From mboxrd@z Thu Jan  1 00:00:00 1970
Return-Path: <git-owner@vger.kernel.org>
X-Spam-Checker-Version: SpamAssassin 3.4.0 (2014-02-07) on dcvr.yhbt.net
X-Spam-Level: 
X-Spam-ASN: AS31976 209.132.180.0/23
X-Spam-Status: No, score=-4.3 required=3.0 tests=AWL,BAYES_00,
	HEADER_FROM_DIFFERENT_DOMAINS,RCVD_IN_DNSWL_HI,RP_MATCHES_RCVD
	shortcircuit=no autolearn=ham autolearn_force=no version=3.4.0
Received: from vger.kernel.org (vger.kernel.org [209.132.180.67])
	by dcvr.yhbt.net (Postfix) with ESMTP id B628D1F6DC
	for <e@80x24.org>; Wed,  1 Feb 2017 21:28:34 +0000 (UTC)
Received: (majordomo@vger.kernel.org) by vger.kernel.org via listexpand
        id S1751501AbdBAV2c (ORCPT <rfc822;e@80x24.org>);
        Wed, 1 Feb 2017 16:28:32 -0500
Received: from cloud.peff.net ([104.130.231.41]:47954 "EHLO cloud.peff.net"
        rhost-flags-OK-OK-OK-OK) by vger.kernel.org with ESMTP
        id S1751232AbdBAV2b (ORCPT <rfc822;git@vger.kernel.org>);
        Wed, 1 Feb 2017 16:28:31 -0500
Received: (qmail 16689 invoked by uid 109); 1 Feb 2017 21:28:31 -0000
Received: from Unknown (HELO peff.net) (10.0.1.2)
    by cloud.peff.net (qpsmtpd/0.84) with SMTP; Wed, 01 Feb 2017 21:28:31 +0000
Received: (qmail 13466 invoked by uid 111); 1 Feb 2017 21:28:32 -0000
Received: from Unknown (HELO sigill.intra.peff.net) (10.42.43.3)
    by peff.net (qpsmtpd/0.84) with SMTP; Wed, 01 Feb 2017 16:28:32 -0500
Received: by sigill.intra.peff.net (sSMTP sendmail emulation); Wed, 01 Feb 2017 22:28:26 +0100
Date:   Wed, 1 Feb 2017 22:28:26 +0100
From:   Jeff King <peff@peff.net>
To:     Junio C Hamano <gitster@pobox.com>
Cc:     Erik van Zijst <erik.van.zijst@gmail.com>, git@vger.kernel.org,
        ssaasen@atlassian.com, mheemskerk@atlassian.com
Subject: Re: [ANNOUNCE] Git Merge Contributor Summit topic planning
Message-ID: <20170201212825.advj7f3ucnfbspbj@sigill.intra.peff.net>
References: <20170131004804.p5sule4rh2xrgtwe@sigill.intra.peff.net>
 <1485941532-47993-1-git-send-email-erik.van.zijst@gmail.com>
 <20170201145300.4pn3faodhdb72jly@sigill.intra.peff.net>
 <xmqqh94dpyzs.fsf@gitster.mtv.corp.google.com>
MIME-Version: 1.0
Content-Type: text/plain; charset=utf-8
Content-Disposition: inline
In-Reply-To: <xmqqh94dpyzs.fsf@gitster.mtv.corp.google.com>
Sender: git-owner@vger.kernel.org
Precedence: bulk
List-ID: <git.vger.kernel.org>
X-Mailing-List: git@vger.kernel.org

On Wed, Feb 01, 2017 at 10:06:15AM -0800, Junio C Hamano wrote:

> > If you _can_ do that latter part, and you take "I only care about
> > resumability" to the simplest extreme, you'd probably end up with a
> > protocol more like:
> >
> >   Client: I need a packfile with this want/have
> >   Server: OK, here it is; its opaque id is XYZ.
> >   ... connection interrupted ...
> >   Client: It's me again.

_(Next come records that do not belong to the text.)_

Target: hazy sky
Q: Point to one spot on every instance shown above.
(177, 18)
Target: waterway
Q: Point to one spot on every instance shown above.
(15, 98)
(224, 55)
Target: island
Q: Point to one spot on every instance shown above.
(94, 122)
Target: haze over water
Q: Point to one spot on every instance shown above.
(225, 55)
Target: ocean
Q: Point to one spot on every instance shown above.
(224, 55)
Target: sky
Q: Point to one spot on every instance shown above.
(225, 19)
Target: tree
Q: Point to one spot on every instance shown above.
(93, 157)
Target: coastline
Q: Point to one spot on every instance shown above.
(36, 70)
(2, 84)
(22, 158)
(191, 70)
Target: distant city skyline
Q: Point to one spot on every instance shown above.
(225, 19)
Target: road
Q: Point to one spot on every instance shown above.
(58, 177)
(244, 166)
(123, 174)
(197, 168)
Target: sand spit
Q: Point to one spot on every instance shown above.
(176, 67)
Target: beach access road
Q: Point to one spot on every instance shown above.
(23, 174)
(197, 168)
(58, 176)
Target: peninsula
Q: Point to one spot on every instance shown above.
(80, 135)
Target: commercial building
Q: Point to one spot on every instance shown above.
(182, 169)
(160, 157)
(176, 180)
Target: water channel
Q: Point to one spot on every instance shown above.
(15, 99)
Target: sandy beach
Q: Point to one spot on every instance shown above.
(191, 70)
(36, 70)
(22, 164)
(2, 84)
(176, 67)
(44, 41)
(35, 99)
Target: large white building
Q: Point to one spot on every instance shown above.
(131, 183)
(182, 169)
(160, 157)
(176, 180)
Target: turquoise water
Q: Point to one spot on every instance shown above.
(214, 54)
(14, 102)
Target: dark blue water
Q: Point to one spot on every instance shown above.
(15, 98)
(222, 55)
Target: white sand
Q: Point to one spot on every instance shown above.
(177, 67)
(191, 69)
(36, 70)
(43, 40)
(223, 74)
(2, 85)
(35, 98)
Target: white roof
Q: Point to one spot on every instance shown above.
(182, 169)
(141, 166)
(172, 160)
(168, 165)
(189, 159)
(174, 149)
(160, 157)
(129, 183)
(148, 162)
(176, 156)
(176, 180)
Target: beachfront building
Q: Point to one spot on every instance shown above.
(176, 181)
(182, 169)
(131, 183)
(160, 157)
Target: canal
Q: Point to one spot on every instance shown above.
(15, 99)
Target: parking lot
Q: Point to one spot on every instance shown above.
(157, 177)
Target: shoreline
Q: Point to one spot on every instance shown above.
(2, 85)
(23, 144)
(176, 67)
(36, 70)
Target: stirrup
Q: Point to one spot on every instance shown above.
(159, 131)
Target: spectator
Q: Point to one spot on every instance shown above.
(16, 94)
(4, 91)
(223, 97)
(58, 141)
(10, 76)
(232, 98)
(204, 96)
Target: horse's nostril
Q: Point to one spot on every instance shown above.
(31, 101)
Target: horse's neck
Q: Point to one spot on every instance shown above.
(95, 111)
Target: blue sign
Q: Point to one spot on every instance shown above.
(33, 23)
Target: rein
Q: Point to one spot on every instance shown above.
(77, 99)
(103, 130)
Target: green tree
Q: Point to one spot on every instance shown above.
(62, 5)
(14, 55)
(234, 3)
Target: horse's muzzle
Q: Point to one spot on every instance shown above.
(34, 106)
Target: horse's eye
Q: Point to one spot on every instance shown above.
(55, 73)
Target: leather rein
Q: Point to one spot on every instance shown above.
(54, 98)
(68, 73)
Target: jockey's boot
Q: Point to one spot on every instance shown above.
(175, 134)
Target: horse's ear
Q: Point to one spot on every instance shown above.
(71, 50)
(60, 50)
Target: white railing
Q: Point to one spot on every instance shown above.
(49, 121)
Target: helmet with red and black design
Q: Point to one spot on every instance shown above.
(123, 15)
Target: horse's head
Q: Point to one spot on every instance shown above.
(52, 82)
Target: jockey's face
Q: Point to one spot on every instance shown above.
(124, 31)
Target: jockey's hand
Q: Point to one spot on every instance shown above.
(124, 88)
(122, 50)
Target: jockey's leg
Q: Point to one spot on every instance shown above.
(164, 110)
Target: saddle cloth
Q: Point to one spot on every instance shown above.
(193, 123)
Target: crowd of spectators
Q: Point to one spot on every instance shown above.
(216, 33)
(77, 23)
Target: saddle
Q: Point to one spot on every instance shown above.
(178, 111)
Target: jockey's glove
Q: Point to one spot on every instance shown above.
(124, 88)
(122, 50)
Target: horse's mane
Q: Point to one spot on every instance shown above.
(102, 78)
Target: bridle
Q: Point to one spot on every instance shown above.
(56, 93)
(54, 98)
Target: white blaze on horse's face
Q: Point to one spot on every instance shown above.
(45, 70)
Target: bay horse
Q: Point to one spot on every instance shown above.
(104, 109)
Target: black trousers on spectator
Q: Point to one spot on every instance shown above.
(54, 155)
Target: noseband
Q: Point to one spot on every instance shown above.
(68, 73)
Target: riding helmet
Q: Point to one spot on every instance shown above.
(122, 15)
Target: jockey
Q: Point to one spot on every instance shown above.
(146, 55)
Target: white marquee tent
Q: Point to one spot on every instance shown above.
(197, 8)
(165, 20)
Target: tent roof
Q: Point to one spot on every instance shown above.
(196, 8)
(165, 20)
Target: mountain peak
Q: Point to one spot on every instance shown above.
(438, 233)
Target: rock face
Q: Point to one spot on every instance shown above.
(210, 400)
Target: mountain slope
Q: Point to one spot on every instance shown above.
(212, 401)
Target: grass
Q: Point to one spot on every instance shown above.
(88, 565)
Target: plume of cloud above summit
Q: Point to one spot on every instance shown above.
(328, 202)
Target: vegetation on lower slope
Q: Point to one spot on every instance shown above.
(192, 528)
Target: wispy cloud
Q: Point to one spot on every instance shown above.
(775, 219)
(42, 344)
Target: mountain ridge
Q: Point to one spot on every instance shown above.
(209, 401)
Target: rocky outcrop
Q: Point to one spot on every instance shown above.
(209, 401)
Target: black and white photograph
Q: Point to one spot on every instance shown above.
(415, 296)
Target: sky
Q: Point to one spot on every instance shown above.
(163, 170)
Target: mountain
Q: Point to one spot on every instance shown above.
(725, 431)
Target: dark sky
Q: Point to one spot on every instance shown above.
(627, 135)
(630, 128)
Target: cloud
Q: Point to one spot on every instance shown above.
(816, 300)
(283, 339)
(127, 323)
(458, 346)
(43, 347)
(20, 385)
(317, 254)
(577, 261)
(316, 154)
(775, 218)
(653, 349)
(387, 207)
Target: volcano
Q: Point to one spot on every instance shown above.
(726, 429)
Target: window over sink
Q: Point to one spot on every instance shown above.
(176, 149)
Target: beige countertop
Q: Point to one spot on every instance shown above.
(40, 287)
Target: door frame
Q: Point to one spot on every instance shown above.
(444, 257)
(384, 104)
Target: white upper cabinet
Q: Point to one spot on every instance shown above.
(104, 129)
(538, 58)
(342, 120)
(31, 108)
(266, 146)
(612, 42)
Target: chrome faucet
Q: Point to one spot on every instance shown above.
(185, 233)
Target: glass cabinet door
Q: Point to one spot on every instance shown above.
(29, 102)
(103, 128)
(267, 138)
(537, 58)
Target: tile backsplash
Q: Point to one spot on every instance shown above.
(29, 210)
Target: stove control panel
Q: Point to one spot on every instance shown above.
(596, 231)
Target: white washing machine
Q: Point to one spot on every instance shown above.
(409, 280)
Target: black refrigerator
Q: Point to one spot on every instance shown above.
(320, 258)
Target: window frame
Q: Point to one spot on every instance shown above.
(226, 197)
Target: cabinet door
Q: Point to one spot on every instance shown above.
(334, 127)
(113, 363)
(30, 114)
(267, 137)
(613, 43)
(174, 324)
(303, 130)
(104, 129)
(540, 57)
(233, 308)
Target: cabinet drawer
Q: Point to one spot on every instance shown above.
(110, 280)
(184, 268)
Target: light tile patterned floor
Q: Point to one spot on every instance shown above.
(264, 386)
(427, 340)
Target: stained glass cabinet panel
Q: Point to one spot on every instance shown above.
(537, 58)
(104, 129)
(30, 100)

I have up to byte N of pack XYZ
> >   Server: OK, resuming
> >           [or: I don't have XYZ anymore; start from scratch]
> >
> > Then generating XYZ and generating that bundle are basically the same
> > task.
> 
> The above allows a simple and naive implementation of generating a
> packstream and "tee"ing it to a spool file to be kept while sending
> to the first client that asks XYZ.
> 
> The story I heard from folks who run git servers at work for Android
> and other projects, however, is that they rarely see two requests
> with want/have that result in an identical XYZ, unless "have" is an
> empty set (aka "clone").  In a busy repository, between two clone
> requests relatively close together, somebody would be pushing, so
> you'd need many XYZs in your spool even if you want to support only
> the "clone" case.

Yeah, I agree a tag "XYZ" does not cover all cases, especially for
fetches.

We do caching at GitHub based on the sha1(want+have+options) tag, and it
does catch quite a lot of parallelism, but not all. It catches most
clones, and many fetches that are done by "thundering herds" of similar
clients.

One thing you could do with such a pure "resume XYZ" tag is to represent
the generated pack _without_ replicating the actual object bytes, but
take shortcuts by basing particular bits on the on-disk packfile. Just
enough to serve a deterministic packfile for the same want/have bits.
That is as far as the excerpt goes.